An increase in the number of primary percutaneous coronary intervention (PCI) procedures does not appear to have resulted in reduced mortality rates for acute myocardial infarction (AMI), according to the results of a study presented at the inaugural European Association of Percutaneous Cardiovascular Interventions (EAPCI) Summit (19–20 February, Munich, Germany).
The findings come from an analysis of data from 21 European countries, in which investigators were unable to find a significant association between the increase in primary PCI procedures and reduced mortality rates among these patients. Ali Malik (King’s College London, London, UK), who presented the findings of the study, said that statistical analyses are ongoing to evaluate the impact of primary PCI procedures across Europe.
“It is well established that primary PCI plays a pivotal role in reducing mortality after MI; however, significant variability exists at local, national and regional levels in the provision of primary PCI and associated patient outcomes,” he stated.

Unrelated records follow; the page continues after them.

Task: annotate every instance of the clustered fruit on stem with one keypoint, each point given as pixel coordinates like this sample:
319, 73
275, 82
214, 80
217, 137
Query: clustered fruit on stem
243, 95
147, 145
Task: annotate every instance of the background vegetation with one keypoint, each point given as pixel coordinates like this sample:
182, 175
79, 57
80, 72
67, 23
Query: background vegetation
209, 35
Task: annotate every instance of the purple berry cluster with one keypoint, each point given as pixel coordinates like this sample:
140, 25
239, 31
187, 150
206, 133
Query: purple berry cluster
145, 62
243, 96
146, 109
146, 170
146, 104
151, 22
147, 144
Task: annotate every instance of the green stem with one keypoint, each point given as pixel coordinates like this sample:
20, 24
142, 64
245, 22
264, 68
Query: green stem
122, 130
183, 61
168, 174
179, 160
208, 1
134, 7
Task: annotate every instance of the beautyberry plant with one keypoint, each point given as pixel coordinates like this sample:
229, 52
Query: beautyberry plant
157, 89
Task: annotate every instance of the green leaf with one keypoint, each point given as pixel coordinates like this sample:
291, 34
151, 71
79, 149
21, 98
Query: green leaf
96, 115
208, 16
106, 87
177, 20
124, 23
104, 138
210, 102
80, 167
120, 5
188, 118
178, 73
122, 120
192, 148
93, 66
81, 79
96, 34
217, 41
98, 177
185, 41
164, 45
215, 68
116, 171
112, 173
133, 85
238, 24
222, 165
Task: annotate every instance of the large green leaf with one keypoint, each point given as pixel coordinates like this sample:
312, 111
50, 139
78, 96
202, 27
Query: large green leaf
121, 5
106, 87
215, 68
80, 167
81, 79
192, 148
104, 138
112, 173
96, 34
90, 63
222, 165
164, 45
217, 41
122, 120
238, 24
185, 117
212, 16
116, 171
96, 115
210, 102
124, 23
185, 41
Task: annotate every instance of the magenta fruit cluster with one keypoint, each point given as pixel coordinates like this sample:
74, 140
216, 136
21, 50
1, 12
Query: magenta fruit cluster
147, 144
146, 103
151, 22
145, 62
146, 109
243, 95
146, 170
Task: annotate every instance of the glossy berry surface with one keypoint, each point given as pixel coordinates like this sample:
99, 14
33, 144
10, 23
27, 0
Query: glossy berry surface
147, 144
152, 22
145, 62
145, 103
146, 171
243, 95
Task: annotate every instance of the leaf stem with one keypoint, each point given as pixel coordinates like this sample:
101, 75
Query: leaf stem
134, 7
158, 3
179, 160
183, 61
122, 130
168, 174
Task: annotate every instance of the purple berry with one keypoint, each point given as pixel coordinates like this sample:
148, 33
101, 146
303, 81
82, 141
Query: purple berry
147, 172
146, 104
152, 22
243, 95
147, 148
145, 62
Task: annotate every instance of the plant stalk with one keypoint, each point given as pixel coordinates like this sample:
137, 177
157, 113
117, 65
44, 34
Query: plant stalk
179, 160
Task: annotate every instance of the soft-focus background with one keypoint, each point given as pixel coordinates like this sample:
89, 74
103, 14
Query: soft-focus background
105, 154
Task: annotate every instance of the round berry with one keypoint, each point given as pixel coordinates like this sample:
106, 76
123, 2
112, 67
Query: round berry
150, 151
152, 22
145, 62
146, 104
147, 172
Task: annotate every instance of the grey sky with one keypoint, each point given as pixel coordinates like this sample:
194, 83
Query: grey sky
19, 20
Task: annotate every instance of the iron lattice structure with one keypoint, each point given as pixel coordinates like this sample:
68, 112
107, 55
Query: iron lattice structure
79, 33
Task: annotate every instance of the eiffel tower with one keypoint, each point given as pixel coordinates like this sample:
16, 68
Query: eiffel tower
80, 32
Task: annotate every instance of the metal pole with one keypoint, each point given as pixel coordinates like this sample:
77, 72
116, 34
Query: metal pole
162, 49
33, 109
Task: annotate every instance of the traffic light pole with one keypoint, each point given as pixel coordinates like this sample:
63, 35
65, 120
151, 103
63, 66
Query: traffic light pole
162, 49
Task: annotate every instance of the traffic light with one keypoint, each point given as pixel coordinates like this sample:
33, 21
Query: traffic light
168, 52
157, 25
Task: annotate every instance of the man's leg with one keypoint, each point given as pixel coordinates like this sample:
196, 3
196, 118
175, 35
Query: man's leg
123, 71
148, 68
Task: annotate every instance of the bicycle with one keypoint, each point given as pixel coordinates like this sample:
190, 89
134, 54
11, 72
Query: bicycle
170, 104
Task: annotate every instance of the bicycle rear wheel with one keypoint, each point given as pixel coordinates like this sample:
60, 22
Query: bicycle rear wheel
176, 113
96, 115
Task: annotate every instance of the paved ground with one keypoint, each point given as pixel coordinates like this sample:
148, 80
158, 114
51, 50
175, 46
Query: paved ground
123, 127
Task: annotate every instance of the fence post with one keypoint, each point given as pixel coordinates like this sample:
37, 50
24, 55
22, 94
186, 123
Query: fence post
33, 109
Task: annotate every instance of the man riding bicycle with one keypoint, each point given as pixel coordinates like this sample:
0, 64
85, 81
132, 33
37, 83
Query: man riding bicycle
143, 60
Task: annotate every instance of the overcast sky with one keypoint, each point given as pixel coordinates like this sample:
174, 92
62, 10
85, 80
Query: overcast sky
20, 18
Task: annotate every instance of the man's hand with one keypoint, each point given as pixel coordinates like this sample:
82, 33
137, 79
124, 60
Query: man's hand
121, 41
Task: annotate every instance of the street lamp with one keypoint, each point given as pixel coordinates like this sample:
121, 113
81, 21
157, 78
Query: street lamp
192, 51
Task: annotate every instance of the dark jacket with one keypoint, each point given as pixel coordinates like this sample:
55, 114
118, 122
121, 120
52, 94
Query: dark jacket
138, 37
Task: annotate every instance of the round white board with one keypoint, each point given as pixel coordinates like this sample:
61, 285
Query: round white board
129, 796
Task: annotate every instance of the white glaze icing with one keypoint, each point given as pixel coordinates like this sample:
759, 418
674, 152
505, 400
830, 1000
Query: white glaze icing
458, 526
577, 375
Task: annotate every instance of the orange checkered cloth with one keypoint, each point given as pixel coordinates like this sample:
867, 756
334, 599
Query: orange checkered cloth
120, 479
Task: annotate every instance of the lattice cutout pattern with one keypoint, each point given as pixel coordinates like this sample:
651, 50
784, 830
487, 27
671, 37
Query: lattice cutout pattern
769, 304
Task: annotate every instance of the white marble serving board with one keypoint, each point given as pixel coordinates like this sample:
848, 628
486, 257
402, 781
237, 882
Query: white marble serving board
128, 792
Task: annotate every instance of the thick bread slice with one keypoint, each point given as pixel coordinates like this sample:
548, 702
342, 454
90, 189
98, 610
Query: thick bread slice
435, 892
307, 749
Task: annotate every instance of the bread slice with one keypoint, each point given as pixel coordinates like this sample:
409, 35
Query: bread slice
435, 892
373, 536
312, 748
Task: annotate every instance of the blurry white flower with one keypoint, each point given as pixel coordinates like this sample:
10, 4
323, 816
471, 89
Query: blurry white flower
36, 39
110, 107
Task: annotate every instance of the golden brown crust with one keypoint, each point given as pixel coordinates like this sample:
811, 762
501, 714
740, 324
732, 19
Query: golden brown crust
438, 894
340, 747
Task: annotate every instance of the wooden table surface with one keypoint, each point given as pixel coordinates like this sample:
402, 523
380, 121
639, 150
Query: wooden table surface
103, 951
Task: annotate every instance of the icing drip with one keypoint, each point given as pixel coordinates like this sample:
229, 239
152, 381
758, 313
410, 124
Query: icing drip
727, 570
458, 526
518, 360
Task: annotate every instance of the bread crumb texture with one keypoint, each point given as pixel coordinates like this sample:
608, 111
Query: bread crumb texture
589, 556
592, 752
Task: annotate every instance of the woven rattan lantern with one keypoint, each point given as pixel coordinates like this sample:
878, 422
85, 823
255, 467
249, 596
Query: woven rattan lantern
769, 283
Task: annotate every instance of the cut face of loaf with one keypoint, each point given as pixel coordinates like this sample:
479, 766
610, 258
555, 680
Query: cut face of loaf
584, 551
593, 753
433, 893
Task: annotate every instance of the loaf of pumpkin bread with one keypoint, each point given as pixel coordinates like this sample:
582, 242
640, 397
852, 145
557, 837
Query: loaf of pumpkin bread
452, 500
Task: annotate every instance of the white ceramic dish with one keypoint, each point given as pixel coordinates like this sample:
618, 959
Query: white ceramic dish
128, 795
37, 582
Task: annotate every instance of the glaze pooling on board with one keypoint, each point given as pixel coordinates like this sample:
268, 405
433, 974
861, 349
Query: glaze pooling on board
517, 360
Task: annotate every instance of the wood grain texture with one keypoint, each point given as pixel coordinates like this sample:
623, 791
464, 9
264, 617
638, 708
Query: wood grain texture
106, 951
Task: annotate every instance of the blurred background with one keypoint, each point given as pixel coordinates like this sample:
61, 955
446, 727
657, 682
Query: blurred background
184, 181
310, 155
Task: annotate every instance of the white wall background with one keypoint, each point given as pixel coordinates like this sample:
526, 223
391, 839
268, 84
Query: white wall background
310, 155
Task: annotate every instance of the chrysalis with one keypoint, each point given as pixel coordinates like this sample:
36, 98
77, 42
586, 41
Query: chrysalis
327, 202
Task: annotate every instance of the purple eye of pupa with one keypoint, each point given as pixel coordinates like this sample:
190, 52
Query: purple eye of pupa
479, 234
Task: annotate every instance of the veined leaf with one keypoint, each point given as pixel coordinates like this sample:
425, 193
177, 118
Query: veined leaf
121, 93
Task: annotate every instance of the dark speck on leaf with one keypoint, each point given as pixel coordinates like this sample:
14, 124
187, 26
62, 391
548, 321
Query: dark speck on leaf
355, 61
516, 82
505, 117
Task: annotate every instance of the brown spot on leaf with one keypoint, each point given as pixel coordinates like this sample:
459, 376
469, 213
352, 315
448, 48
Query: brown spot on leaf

The investigators analysed data from the ESC Atlas of Cardiology and the ESC Atlas in Interventional Cardiology, which compile statistics on cardiovascular disease burden, risk factors, outcomes, and management practices to highlight current trends, gaps and disparities in the quality of care. ESC Atlas data were integrated with datasets from the World Health Organisation, the Institute for Health Metrics and Evaluation, and from Eurostat, covering 21 European countries. The association between primary PCI procedures per million inhabitants and age-standardised acute MI mortality rates was assessed, adjusting for confounding variables including the prevalence of cardiovascular disease and gross domestic product (GDP) per capita.
Across the countries analysed, higher GDP per capita was associated with lower age-standardised MI mortality rates, demonstrating a moderate inverse correlation (population correlation coefficient=−0.54; p=0.004). Conversely, greater cardiovascular disease prevalence was associated with higher age-standardised MI mortality rates (population correlation coefficient=+0.45; p=0.02).
Following adjustment for GDP per capita and cardiovascular disease prevalence, a moderate positive correlation emerged: higher rates of primary PCI were associated with increased age-standardised MI mortality (population correlation coefficient=+0.68; p<0.001).
A weak inverse association was identified indicating that a greater number of primary PCI procedures performed per interventional cardiologist was associated with lower MI mortality rates (population correlation coefficient=−0.27; p=0.23).
Co-investigator, Sukruth Pradeep Kundur, also from King’s College London (London, UK), commented: “One would anticipate that increased provision of primary PCI would yield lower mortality rates; therefore, we will conduct additional analyses to elucidate why this trend is not evident in our preliminary findings. The observed association with procedural workload highlights the significance of operator expertise. In addition, system-level factors include inter-centre variability and the interval between symptom onset and access to primary PCI.”
Senior author, Sanjay Sivalokanathan from the Mount Sinai Health System in New York, USA, concluded: “The global rise in cardiometabolic risk factors appears to play a meaningful role in the clinical complexity of patients presenting with acute coronary syndromes. As such, PCI may be challenging in certain settings, highlighting the importance of operator experience and advanced interventional strategies. These developments emphasise the need for collaborative, multidisciplinary approaches, while prevention remains the cornerstone of reducing the overall burden of cardiovascular disease and associated mortality.”